Cezary Bołdak echo
Wed Apr 6 12:50:10 PDT 2005
In reponse to 
http://gborg.postgresql.org/pipermail/slony1-general/2005-January/001493.html

I have similar problem with the failover problem described as above.

I have tried another thing (it also crashes):

*** 4 nodes in a cascade: 1<-2<-3<-4

*** 'postmaster' running locally under 'postgres' account and using the 
Unix sockets ('postmaster -D /var/local/pgsql/data')
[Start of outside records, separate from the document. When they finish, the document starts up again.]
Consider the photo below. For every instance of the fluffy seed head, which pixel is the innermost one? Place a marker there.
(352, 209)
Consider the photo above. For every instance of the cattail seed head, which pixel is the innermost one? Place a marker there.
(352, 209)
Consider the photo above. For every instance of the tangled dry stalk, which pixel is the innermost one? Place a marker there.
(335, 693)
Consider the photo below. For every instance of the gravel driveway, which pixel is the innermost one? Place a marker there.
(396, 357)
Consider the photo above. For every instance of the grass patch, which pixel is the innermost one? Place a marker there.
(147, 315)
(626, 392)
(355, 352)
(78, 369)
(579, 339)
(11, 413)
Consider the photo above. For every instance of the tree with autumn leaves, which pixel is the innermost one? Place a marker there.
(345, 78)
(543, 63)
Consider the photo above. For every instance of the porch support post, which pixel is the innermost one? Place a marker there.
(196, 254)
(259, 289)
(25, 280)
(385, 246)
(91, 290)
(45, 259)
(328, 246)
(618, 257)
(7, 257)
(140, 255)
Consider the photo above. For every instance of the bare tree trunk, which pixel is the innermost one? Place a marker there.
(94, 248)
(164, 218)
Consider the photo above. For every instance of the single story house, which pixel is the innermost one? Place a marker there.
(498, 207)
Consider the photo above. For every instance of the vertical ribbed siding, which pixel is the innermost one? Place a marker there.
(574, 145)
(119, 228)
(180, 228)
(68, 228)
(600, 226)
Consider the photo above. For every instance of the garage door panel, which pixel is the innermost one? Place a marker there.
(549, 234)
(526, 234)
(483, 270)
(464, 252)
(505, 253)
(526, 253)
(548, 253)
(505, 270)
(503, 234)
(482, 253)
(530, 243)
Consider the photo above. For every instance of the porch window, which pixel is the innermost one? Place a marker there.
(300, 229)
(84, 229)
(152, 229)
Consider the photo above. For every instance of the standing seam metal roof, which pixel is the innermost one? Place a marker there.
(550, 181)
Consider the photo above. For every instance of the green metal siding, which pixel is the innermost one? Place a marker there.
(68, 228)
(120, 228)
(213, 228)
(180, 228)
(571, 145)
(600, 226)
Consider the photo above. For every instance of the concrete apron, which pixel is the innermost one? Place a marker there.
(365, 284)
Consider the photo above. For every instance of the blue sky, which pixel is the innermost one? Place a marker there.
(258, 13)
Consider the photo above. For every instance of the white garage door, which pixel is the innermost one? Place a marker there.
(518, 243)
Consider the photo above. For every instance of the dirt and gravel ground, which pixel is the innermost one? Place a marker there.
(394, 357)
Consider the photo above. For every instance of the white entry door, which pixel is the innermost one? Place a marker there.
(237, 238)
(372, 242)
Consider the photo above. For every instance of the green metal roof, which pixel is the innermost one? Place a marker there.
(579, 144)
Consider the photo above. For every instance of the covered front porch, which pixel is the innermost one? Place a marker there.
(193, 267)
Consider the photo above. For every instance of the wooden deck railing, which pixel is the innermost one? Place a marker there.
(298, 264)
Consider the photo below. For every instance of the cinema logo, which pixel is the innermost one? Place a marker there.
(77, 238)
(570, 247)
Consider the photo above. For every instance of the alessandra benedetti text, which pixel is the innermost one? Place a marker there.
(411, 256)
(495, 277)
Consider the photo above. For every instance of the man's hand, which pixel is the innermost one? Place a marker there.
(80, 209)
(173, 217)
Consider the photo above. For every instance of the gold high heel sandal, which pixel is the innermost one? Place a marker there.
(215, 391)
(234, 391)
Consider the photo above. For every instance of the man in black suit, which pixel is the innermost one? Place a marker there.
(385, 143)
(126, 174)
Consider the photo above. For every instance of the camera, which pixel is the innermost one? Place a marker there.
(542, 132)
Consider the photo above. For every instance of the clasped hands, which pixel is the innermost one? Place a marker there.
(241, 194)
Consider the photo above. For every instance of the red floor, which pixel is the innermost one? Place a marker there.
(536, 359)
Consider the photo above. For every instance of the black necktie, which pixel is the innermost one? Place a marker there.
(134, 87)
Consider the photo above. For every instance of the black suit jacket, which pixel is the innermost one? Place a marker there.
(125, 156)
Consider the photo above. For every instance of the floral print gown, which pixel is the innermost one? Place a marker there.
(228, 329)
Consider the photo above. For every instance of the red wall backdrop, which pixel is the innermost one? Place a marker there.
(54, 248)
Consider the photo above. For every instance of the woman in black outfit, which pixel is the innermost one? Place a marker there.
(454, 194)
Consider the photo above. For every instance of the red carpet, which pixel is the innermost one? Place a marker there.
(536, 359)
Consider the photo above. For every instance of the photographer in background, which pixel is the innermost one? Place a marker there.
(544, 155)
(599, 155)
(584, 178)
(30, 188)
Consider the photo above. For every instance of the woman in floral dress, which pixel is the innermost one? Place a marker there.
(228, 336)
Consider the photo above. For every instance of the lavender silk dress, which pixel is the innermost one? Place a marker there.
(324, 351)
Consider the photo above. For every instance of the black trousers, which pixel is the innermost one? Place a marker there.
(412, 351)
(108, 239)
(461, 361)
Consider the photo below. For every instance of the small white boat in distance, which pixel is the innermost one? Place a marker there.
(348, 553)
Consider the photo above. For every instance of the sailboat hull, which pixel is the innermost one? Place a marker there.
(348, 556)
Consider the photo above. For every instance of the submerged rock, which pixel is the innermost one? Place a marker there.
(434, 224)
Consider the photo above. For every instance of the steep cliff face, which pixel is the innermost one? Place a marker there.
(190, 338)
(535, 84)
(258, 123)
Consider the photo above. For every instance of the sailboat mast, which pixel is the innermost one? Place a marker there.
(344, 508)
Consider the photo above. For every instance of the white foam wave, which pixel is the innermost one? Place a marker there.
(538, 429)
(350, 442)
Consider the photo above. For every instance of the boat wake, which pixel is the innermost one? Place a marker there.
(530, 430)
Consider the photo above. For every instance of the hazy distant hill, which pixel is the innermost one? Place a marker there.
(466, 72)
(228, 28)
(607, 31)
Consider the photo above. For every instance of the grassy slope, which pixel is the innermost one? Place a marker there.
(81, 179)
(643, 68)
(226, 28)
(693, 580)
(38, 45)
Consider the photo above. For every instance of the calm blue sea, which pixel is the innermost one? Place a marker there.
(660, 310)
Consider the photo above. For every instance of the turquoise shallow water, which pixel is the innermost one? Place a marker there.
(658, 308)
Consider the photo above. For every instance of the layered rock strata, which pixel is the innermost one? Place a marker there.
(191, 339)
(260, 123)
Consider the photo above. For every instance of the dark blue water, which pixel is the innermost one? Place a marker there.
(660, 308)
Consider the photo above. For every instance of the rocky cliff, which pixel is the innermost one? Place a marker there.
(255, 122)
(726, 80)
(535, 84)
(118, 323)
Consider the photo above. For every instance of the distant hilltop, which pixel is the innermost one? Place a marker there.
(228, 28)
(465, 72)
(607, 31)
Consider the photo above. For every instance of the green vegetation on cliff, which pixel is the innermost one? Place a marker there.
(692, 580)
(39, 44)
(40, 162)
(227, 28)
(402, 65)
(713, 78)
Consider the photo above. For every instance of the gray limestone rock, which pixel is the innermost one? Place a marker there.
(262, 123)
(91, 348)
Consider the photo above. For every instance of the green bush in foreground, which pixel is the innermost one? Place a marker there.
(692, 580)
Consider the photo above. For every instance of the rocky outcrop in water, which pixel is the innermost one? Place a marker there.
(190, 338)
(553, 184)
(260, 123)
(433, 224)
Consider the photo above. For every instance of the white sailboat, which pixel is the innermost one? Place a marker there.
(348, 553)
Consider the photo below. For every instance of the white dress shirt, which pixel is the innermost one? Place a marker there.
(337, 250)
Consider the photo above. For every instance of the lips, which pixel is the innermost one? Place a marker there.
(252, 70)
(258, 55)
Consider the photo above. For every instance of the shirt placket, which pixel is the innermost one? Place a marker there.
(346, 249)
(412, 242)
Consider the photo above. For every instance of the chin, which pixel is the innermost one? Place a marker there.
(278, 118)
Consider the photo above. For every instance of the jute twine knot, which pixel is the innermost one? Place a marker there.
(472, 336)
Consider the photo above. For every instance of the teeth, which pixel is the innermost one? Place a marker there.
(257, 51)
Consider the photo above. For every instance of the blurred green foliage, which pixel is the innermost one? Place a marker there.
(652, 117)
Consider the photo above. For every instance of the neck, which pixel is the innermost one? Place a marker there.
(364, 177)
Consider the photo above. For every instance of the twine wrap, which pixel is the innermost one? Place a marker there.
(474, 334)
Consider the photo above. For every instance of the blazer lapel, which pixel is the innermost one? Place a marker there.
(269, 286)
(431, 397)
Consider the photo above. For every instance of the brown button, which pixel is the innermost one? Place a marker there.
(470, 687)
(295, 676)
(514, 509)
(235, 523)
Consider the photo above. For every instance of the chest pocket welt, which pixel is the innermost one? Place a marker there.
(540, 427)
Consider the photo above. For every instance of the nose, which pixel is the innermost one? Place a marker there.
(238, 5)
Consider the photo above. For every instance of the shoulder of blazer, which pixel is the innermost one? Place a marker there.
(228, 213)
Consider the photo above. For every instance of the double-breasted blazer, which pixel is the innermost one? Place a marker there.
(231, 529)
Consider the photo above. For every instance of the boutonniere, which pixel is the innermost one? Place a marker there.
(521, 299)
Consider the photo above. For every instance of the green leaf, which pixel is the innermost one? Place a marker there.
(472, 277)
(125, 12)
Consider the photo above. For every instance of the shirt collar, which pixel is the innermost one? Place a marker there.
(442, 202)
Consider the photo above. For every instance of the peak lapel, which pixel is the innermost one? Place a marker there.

*** created 4 databases as (from 'postgres' account also):
    createdb stats1
    createlang plpgsql stats1
    psql stats1 << _EOF_
        CREATE TABLE stats_test(ID serial PRIMARY KEY, name varchar(32) );
    _EOF_
 and son on for 'stats2', 'stats3', 'stats4'

*** then:
slonik << _EOF_
    cluster name = stats;
    node 1 admin conninfo = 'dbname=stats1';
    node 2 admin conninfo = 'dbname=stats2';
    node 3 admin conninfo = 'dbname=stats3';
    node 4 admin conninfo = 'dbname=stats4';

    init cluster (id=1, comment='Master node');

    create set (id=1, origin=1, comment='Test set');

    set add table (set id =1, origin =1, id=1, fully qualified name = 
'public.stats_test', comment = 'test table');

    store node (id=2, comment = '1st slave');
    store node (id=3, comment = '2nd slave');
    store node (id=4, comment = '3nd slave');

    store path (server = 1, client = 2, conninfo='dbname=stats1');
    store path (server = 1, client = 3, conninfo='dbname=stats1');
    store path (server = 1, client = 4, conninfo='dbname=stats1');

    store path (server = 2, client = 1, conninfo='dbname=stats2');
    store path (server = 2, client = 3, conninfo='dbname=stats2');
    store path (server = 2, client = 4, conninfo='dbname=stats2');

    store path (server = 3, client = 1, conninfo='dbname=stats3');
    store path (server = 3, client = 2, conninfo='dbname=stats3');
    store path (server = 3, client = 4, conninfo='dbname=stats3');

    store path (server = 4, client = 1, conninfo='dbname=stats4');
    store path (server = 4, client = 2, conninfo='dbname=stats4');
    store path (server = 4, client = 3, conninfo='dbname=stats4');

# cascade
    store listen (receiver=1, origin=2, provider=2);
    store listen (receiver=1, origin=3, provider=2);
    store listen (receiver=1, origin=4, provider=2);

    store listen (receiver=2, origin=1, provider=1);
    store listen (receiver=2, origin=3, provider=3);
    store listen (receiver=2, origin=4, provider=3);

    store listen (receiver=3, origin=1, provider=2);
    store listen (receiver=3, origin=2, provider=2);
    store listen (receiver=3, origin=4, provider=4);

    store listen (receiver=4, origin=1, provider=3);
    store listen (receiver=4, origin=2, provider=3);
    store listen (receiver=4, origin=3, provider=3);

_EOF_

*** then 4 times :'slon stats "dbname=stats1' and son on for 'stats2' 
'stats3' 'stats4' in a separate console each one under 'postgres' accont.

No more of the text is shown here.